Hey guys,I'm re-doing my bass rig,and I'm probably buying a Portaflex PF500 head,mainly as a neutral poweramp for a VT Bass Deluxe.
I need a cab (or 2 ) that can handle 300/500 watts.

Sound wise I want a cab that can do:

metal! tight as fuck,from mathcore to post metal.

slap stuff (defined and clear)

poppy stuff (think of skunk anansie)

anything from funk to jazz,and also my ambient bass only project.


I found a used Mesa Boogie Diesel 1x15" for dirt cheap,and I'm a long time mesa user cab wise with guitar (Stiletto cab FTW) and I'm happy,so I know it will be worth the money. 

And the Ampeg,well...it's an Ampeg.That sound is awesome,but I dont know which model I should go for.


Also,I need portability.This means 2x10/1x15".


thnx in advance guys!


----------



## Divinehippie (Aug 23, 2012)

you look into the markbass line? they're awesome sounding smaller cabs. played through one about a month and a half ago (can't remember the model) but it sounded good. still wouldnt trade my 6'10 for it but if i were in the market for a smaller cab that's probably what i'd go for.

Edit: didn't you post another thread about this? i'm fairly sure i answered in the same way haha.


----------



## Bevo (Aug 23, 2012)

Don't forget your ohm's, you won't get full power out of that amp with an 8 ohm cab.
If your looking for smooth clean power with not a spot of dirt you have better choices. I found it hard to get a pristine clean out of that head.

Lots of great cabs out there and the Mark Bass stuff is beyond decent, amazing cabs but you pay for it.
See if you can track down a Neo cab, smaller and lighter..


----------



## Baelzebeard (Aug 23, 2012)

You want clean sound and portability, why not try something from GK's mb line. They have separate head/cabs or combos that might work good for you.


----------



## davisjom (Aug 24, 2012)

Out of those two brands I would would say Mesa. More specifically the Powerhouse 1x15/4x10 cab. I use my friends all the time, he runs a hartke lh1000 through it.
But there are other options (like ones already mentioned by other people), such as Markbass or GK, even Avatar.

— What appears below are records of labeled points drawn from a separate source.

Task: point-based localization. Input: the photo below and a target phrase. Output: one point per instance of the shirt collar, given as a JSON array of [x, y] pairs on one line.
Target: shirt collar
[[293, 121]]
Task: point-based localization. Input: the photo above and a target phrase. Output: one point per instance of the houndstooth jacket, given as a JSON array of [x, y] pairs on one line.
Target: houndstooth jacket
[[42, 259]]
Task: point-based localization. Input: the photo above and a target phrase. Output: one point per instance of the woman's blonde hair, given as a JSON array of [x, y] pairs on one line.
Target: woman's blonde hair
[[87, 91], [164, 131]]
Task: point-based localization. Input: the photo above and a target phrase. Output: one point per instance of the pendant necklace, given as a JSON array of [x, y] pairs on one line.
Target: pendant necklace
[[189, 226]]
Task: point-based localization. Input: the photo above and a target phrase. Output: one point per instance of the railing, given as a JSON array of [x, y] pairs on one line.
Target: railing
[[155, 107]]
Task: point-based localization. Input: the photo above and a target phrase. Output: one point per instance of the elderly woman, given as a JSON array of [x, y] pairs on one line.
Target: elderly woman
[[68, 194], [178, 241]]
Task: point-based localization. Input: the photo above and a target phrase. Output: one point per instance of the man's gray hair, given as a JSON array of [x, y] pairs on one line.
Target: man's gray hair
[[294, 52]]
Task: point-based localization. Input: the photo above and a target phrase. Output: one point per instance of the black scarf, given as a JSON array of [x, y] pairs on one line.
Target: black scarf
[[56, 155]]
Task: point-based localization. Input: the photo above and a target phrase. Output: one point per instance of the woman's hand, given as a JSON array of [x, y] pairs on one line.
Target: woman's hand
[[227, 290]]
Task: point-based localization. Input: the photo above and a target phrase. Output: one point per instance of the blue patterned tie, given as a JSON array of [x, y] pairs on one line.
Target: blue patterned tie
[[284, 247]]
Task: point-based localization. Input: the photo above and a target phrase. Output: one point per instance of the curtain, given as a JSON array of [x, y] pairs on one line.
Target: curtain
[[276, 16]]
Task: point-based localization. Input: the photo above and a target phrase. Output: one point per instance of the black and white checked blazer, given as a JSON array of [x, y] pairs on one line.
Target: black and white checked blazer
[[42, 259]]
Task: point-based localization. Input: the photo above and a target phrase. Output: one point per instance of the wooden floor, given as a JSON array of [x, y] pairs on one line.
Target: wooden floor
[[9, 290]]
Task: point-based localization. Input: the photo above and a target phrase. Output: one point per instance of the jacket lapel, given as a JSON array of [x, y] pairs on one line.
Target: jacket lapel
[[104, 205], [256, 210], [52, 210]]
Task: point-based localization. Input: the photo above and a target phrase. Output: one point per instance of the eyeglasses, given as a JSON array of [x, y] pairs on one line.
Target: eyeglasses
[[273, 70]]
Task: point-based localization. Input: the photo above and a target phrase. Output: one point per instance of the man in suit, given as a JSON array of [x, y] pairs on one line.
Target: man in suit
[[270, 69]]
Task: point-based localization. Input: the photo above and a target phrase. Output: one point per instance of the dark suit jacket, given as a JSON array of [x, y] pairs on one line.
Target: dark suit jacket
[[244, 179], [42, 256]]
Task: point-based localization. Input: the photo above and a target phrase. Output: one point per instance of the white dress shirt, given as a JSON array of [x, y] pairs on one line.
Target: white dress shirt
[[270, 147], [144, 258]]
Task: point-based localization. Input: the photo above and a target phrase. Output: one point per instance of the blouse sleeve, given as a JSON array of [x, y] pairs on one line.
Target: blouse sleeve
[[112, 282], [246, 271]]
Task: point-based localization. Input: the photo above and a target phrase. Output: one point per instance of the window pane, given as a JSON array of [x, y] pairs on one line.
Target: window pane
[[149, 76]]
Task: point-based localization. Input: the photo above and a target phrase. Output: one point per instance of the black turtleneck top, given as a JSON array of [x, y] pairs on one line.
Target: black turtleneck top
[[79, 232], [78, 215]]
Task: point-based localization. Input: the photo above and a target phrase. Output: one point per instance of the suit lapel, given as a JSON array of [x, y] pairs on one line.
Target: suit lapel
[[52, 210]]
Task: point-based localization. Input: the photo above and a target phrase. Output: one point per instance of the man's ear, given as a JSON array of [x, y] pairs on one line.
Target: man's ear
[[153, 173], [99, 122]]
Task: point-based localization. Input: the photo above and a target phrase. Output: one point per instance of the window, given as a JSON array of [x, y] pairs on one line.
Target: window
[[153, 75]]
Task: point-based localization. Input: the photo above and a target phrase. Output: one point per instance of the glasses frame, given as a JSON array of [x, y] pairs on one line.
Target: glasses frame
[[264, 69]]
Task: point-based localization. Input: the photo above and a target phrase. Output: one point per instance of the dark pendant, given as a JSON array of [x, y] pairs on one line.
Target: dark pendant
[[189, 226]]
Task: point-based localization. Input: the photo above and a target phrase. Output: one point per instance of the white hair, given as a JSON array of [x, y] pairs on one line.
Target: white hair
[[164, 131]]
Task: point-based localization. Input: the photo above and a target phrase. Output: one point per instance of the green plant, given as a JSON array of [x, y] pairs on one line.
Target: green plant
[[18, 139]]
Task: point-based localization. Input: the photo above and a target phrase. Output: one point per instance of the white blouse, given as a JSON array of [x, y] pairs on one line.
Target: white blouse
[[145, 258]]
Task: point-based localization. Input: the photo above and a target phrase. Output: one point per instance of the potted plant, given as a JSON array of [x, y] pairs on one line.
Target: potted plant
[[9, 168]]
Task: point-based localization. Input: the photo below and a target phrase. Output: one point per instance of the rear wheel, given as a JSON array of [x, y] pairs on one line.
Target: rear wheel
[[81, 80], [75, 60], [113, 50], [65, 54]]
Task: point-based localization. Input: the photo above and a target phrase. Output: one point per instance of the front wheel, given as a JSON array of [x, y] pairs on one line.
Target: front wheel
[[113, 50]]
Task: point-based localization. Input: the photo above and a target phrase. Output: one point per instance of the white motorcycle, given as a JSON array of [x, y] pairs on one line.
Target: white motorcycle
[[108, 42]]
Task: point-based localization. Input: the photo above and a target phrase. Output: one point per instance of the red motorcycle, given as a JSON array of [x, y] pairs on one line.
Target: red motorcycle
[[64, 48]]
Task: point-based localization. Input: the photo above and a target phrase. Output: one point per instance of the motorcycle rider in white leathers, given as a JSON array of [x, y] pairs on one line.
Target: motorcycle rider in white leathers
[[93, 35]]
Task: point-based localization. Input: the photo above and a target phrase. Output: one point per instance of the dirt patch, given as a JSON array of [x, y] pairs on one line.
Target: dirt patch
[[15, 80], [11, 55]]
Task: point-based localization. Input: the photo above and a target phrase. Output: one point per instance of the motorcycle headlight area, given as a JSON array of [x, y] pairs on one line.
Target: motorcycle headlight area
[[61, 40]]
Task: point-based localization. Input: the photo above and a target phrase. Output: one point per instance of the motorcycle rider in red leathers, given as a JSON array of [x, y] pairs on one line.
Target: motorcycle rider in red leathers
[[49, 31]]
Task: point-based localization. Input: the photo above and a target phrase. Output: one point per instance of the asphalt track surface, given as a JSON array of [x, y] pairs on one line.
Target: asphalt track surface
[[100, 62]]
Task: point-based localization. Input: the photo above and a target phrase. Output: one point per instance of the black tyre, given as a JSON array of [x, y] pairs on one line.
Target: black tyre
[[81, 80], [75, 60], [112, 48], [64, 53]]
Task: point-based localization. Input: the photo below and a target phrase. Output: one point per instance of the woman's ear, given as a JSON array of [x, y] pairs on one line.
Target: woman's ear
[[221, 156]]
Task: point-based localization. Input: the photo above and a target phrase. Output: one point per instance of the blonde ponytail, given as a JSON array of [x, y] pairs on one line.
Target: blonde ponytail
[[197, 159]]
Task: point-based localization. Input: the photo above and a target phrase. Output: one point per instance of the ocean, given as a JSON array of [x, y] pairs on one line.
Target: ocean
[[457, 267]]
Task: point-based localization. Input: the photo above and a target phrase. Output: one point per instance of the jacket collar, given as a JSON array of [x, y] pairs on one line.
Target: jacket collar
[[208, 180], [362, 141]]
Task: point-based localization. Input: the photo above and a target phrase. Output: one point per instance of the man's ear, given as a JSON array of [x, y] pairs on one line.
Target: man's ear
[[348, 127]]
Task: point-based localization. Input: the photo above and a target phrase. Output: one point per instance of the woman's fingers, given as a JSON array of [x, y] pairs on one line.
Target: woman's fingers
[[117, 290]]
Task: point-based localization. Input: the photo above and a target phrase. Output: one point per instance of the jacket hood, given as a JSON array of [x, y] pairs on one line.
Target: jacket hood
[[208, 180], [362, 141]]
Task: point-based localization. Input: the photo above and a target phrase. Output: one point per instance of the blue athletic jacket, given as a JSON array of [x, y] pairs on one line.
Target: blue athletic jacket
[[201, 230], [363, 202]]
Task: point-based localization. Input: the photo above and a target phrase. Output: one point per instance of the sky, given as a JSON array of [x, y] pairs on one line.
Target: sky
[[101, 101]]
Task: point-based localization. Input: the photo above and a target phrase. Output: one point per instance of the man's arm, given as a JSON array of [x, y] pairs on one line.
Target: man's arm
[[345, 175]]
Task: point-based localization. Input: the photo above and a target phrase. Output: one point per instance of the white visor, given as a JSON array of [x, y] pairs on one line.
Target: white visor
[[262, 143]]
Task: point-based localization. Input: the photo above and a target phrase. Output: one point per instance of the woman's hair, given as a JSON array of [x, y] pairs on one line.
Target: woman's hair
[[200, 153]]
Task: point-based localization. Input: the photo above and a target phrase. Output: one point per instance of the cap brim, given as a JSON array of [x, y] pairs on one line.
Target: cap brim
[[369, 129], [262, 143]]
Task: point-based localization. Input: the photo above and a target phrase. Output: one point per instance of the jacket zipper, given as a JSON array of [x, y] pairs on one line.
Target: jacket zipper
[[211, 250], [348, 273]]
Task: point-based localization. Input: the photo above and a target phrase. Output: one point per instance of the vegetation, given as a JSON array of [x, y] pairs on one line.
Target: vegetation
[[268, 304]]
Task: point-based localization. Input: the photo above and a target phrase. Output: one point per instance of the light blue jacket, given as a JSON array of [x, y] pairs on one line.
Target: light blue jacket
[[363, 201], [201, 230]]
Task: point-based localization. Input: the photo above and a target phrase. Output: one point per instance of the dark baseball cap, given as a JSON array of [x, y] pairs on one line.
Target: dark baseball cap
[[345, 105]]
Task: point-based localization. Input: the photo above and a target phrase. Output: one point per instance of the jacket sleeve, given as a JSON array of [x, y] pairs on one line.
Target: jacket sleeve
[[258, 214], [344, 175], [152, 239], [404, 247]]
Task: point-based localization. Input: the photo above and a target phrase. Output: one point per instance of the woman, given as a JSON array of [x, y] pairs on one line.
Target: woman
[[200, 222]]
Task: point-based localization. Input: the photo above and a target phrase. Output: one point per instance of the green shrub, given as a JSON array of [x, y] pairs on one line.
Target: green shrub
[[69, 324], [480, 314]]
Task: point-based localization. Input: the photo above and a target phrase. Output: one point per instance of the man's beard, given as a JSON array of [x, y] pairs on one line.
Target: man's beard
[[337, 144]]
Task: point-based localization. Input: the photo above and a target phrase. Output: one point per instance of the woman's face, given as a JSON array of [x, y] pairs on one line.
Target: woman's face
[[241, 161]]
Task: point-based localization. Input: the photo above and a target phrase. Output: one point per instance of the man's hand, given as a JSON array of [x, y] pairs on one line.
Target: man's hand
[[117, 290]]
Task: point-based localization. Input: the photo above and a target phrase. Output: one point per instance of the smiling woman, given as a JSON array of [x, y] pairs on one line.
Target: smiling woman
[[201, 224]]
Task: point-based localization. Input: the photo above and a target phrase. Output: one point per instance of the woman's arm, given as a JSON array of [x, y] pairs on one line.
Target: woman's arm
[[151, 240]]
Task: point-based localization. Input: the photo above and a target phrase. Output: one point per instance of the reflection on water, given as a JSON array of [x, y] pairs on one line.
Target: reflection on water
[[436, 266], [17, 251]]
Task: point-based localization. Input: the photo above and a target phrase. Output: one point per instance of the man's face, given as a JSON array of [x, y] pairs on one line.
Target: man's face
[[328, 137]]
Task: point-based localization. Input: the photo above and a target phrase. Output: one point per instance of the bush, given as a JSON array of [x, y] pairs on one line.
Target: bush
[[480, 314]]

*EDIT* I didn't read all the way through your post. Since you want portability, based on my experiences I'l going to say ampeg. Simply because I've played 410 and 115 versions and they still sound great, I have no idea how other Mesa bass cabs sound.


----------



## Sepultorture (Aug 24, 2012)

i've tried and liked both the mesa and ampeg cabs and even i have a hard time picking between the two.

can't go wrong either way


----------